Laïla Marrakchi revient au long métrage avec La Más Dulce — que l’on peut traduire par « Les Fraises » — un film centré sur Hasna, une travailleuse marocaine employée dans les exploitations agricoles du sud de l’Espagne.
Le projet marque un déplacement important dans la filmographie de la réalisatrice. Après avoir observé les tensions sociales, familiales et générationnelles au Maroc, elle choisit cette fois de regarder celles qui traversent la Méditerranée pour un emploi saisonnier et restent souvent absentes des récits dominants.
Une héroïne confrontée à un système
Hasna n’est pas seulement un personnage victime d’un employeur ou d’un événement isolé. Son parcours permet d’interroger un système de recrutement fondé sur la vulnérabilité économique, la dépendance administrative et l’éloignement du foyer.

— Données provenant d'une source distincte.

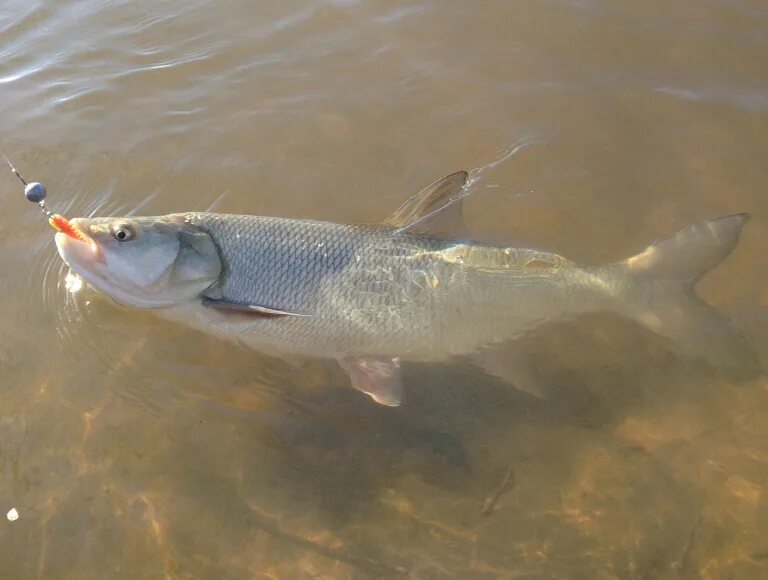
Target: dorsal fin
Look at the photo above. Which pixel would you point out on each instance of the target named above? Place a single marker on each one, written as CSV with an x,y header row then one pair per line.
x,y
436,209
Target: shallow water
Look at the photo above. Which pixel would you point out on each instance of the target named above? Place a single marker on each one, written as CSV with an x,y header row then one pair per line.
x,y
133,448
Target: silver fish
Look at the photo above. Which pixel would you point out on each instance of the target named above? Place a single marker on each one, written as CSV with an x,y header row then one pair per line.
x,y
373,295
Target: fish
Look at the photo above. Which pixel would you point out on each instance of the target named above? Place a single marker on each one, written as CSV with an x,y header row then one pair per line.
x,y
409,288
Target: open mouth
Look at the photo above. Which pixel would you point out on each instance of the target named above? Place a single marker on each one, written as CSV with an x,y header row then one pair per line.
x,y
73,241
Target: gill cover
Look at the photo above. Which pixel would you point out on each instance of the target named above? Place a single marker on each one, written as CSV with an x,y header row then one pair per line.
x,y
149,262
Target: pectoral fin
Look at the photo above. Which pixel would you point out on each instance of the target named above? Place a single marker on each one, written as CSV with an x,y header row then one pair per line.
x,y
377,377
254,309
436,209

Le film aborde les conditions de travail, le harcèlement, les rapports de pouvoir et la difficulté de faire reconnaître des violences lorsque le revenu de toute une famille dépend du contrat.
En plaçant cette histoire au centre d’une coproduction entre le Maroc, la France et l’Espagne, Laïla Marrakchi transforme un sujet social en récit méditerranéen. Les frontières ne sont pas seulement géographiques : elles séparent aussi ceux qui organisent la circulation du travail et celles qui en supportent le coût humain.
Un cinéma marocain qui change de focale
Marock avait installé Laïla Marrakchi parmi les cinéastes capables de provoquer un débat public au Maroc. Rock the Casbah avait ensuite exploré les non-dits d’une famille privilégiée.
Avec La Más Dulce, la réalisatrice s’éloigne de ces milieux pour porter son attention vers des femmes dont la vie est rarement représentée avec complexité. Ce changement de focale est significatif : il montre que le cinéma marocain peut articuler narration populaire, regard d’autrice et enjeux sociaux transnationaux.
Cette évolution arrive au moment où le pays cherche à renforcer ses capacités de production. Le projet Argan Studios et son ambition pour la chaîne audiovisuelle rappelle que les infrastructures ne prennent leur sens que lorsqu’elles permettent à des récits locaux et régionaux d’exister.
Montrer sans réduire
Filmer la précarité comporte toujours un risque : enfermer les personnages dans la souffrance ou utiliser leur expérience comme simple démonstration sociale.
L’intérêt du projet repose donc sur la place accordée à la subjectivité de Hasna. Quels sont ses désirs, ses contradictions, son humour, ses relations et ses stratégies ? Comment la solidarité entre travailleuses se construit-elle ? Que reste-t-il de l’expérience une fois le contrat terminé ?
Le cinéma peut rendre visible une injustice, mais sa force apparaît surtout lorsqu’il permet au public de rencontrer un personnage qui ne se réduit pas à cette injustice.
Le travail culturel derrière un film
Une œuvre de cette nature dépend d’un long travail documentaire, de l’écriture à la direction d’actrices. Elle exige également une attention particulière aux langues, aux accents, aux gestes professionnels et aux conditions de tournage.
Les coproductions internationales donnent accès à des financements et à une diffusion plus large. Elles peuvent aussi créer des déséquilibres dans les décisions artistiques. Préserver le point de vue du film tout en travaillant avec plusieurs partenaires sera l’un des enjeux de sa réception.
Le développement de telles œuvres rejoint plus largement la question de l’accès des jeunes professionnels aux métiers du secteur. Les programmes présentés dans notre article sur les projets ICC destinés aux jeunes talents montrent que l’écosystème culturel ne se résume pas aux auteurs visibles : il inclut aussi les équipes techniques, la production, la diffusion et l’accompagnement.
Pourquoi ce film compte
La Más Dulce arrive dans un contexte où les migrations sont souvent racontées à travers les chiffres, les contrôles frontaliers ou les crises politiques. Le choix d’une ouvrière saisonnière ramène le débat à une réalité quotidienne : les aliments consommés en Europe sont aussi le produit de trajectoires humaines, de contrats temporaires et de rapports de force.
En donnant un visage, une voix et une durée à cette expérience, Laïla Marrakchi peut contribuer à déplacer le regard. Le film ne parlera pas seulement d’un déplacement entre le Maroc et l’Espagne, mais de dignité, de travail et de la manière dont une femme décide de ne plus accepter le silence.